Pakistan suffered a major setback on Friday as the Asia Pacific Group (APG)- the regional affiliate of the Financial Action Task Force (FATF) – included it in the enhanced list of blacklisted countries.
After being found non-complaint in 32 of the 40 compliance parametres, Pakistan was placed in the enhanced expedited follow-up list after two days of discussions in Australia, during the FATF APG meeting.
"The APG has placed Pakistan on the Enhanced Expedited Follow Up List (Black List) for failure to meet its standards," Press Trust of India news agency quoted an Indian official privy to the development as saying.
A Pakistan foreign ministry official claimed the group evaluated the country and put it under observation for one year.
"Mutual evaluation is an annual process. Pakistan's actions are to be observed and reviewed after one year now," a Pakistan government official said.
This is separate from the FATF review, which will be decided at a plenary session in Paris in October 2019. Nevertheless, the Imran Khan government may find it very difficult to get the country off the FATF greylist considering the APG's Mutual Evaluation report will play a crucial role in whether Pakistan is removed from the FATF grey list or not.
Last month, Pakistan's principal revenue collection agency, the Federal Board of Revenue (FBR) established a FATF cell to gather information on reported incidents of terror financing through currency smuggling.

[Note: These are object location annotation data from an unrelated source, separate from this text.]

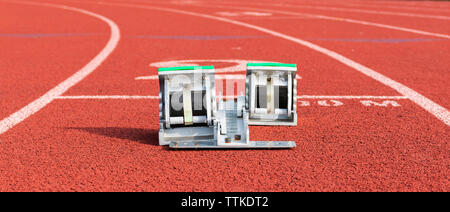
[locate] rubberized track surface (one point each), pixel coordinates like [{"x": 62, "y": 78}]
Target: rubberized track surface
[{"x": 373, "y": 104}]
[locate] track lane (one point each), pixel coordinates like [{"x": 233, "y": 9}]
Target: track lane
[
  {"x": 38, "y": 53},
  {"x": 315, "y": 30}
]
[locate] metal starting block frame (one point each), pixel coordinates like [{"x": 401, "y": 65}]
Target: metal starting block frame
[
  {"x": 190, "y": 116},
  {"x": 271, "y": 92}
]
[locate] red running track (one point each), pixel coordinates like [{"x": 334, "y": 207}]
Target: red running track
[{"x": 111, "y": 144}]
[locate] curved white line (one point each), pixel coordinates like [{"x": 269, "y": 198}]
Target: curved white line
[
  {"x": 378, "y": 12},
  {"x": 48, "y": 97},
  {"x": 438, "y": 111}
]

In June 2018, Pakistan was placed on the FATF grey list of jurisdictions, for not doing enough in the way of counter-terrorist funding and anti-money laundering measures. Subsequently, the country agreed to implement a new, time-bound action plan endorsed by the FATF.
The FATF, during its 3rd plenary meet in the US city of Orlando, Florida in June, highlighted that Pakistan had already missed two deadlines related to the implementation of the action plan announced in the previous year.
The Paris based inter-governmental organisation formed to check on money laundering across the globe has asked Pakistan to complete its action plan by October 2019, when the last set of action plan items are set to expire.
Blacklisting under the anti-terror funding watchdog could affect the country's response to requests for mutual legal assistance from foreign countries in money laundering cases.